Memento

C. Dale Young

The heart flickered within the chest

and generated heat, a tiny version of the sun

placed in the center of the chest by God.

And therein, we find the first fabrication.

The second? That the heart was the seat

of a man’s soul. So strong was this belief

that Galen insisted the heart was

most important among organs, detailed how

tiny pores in the septum of the heart

allowed blood to seep from one side to the other.

So adamant was Galen that centuries later

clear-eyed Da Vinci and even Vesalius

chose to depict these pores despite the fact

neither one observed them. Sometimes

belief overrides truth. In their filthy journals,

the early missionaries recorded the way

Aztec priests ripped the hearts of men and women

out after cutting through their ribs in a single slice.

But this cannot be true. The ribs are a better armor

than many realize. The priests made a quick slice

from the umbilicus up and through the diaphragm

to reveal the beating heart at the bottom of the chest,

visualizing it clearly before extracting it.

Once removed, they kept the heart

while discarding the body, the feeble thing

tumbling down the steps of their pyramids.

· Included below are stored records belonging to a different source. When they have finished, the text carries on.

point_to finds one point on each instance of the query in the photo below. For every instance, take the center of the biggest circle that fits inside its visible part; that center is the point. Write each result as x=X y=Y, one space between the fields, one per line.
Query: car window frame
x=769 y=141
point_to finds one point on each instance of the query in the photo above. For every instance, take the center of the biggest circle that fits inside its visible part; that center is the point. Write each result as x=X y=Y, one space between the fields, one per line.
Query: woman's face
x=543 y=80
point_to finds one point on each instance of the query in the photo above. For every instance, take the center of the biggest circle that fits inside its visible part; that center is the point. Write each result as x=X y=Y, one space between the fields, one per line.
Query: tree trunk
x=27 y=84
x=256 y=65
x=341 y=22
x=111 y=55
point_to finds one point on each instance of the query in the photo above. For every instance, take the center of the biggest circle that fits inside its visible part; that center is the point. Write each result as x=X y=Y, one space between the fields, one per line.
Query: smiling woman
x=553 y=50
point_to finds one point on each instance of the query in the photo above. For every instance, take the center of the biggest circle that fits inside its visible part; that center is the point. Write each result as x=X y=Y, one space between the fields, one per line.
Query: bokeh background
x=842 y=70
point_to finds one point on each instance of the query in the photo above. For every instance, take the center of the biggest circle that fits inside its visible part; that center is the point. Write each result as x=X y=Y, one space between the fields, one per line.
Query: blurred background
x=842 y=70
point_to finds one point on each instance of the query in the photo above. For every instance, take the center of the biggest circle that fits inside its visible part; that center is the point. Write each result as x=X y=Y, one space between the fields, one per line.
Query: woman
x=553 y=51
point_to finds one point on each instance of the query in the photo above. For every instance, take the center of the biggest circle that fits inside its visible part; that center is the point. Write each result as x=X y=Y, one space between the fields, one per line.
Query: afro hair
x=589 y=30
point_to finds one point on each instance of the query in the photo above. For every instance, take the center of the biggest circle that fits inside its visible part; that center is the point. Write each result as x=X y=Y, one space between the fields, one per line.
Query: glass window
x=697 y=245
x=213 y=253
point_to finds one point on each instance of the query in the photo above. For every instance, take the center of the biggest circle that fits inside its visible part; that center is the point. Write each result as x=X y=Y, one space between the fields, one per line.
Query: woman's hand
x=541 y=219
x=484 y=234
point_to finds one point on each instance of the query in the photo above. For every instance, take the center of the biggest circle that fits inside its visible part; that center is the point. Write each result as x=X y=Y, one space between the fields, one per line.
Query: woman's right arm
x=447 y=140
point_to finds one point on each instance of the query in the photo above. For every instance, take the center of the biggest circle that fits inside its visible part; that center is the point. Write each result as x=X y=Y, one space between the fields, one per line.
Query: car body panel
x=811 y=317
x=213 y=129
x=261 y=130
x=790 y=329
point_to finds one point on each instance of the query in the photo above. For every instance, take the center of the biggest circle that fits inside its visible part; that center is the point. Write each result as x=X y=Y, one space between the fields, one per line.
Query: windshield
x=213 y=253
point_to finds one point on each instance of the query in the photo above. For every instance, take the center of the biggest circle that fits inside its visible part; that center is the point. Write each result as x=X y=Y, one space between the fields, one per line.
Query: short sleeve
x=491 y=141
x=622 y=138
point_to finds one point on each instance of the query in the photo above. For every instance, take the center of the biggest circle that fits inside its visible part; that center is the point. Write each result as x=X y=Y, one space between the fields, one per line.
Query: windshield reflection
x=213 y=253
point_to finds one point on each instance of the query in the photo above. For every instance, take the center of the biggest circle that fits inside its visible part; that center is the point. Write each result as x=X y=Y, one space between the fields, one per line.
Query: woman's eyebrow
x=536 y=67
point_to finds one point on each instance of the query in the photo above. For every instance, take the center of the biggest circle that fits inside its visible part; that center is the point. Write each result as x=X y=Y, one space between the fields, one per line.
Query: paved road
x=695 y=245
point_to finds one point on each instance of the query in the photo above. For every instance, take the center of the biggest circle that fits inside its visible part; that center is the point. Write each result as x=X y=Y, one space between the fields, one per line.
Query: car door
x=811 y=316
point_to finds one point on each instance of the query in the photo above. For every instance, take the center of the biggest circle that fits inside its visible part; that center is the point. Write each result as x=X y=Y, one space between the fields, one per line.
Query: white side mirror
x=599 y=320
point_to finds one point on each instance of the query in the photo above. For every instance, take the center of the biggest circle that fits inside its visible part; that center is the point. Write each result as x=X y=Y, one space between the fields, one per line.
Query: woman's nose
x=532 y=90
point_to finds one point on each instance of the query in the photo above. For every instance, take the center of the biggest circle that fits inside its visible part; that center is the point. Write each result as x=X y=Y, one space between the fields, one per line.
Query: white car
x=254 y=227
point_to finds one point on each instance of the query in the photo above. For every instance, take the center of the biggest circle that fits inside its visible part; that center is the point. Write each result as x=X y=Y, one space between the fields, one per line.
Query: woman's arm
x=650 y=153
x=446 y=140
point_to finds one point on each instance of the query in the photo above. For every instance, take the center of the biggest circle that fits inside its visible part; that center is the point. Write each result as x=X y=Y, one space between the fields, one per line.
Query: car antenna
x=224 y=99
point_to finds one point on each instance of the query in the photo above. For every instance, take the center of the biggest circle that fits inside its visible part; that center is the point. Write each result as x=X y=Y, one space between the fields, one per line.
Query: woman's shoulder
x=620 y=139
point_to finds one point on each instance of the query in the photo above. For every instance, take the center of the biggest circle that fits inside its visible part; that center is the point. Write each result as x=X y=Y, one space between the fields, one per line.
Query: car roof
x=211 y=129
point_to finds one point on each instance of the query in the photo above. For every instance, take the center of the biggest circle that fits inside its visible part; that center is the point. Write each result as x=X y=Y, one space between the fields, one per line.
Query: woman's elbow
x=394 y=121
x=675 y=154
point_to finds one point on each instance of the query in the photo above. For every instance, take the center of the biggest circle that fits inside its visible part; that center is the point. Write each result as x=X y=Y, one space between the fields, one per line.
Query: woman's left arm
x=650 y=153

When a patient tells me her heart hurts, I know

she is not having physical pain. I have studied

figuration almost as much as I have studied the heart.

The heart longs, flutters like a bird, and even sings.

She says her heart hurts so much it brings tears

to her eyes. And I nod to acknowledge her truth.

What else can I do? I have not held my beloved

in my arms as he gasped and died. You see,

her husband had heart failure, fluid filling his chest

more quickly than the medicines could help remove it.

He drowned. On land and breathing air, his heart

failed him and he drowned. And when my patient

tells me she kept her husband’s heart, kept the

bloated heart that failed him in a box lined with

red velvet befitting a king, red velvet trimmed with

white rabbit fur, more than a small part of me believes her.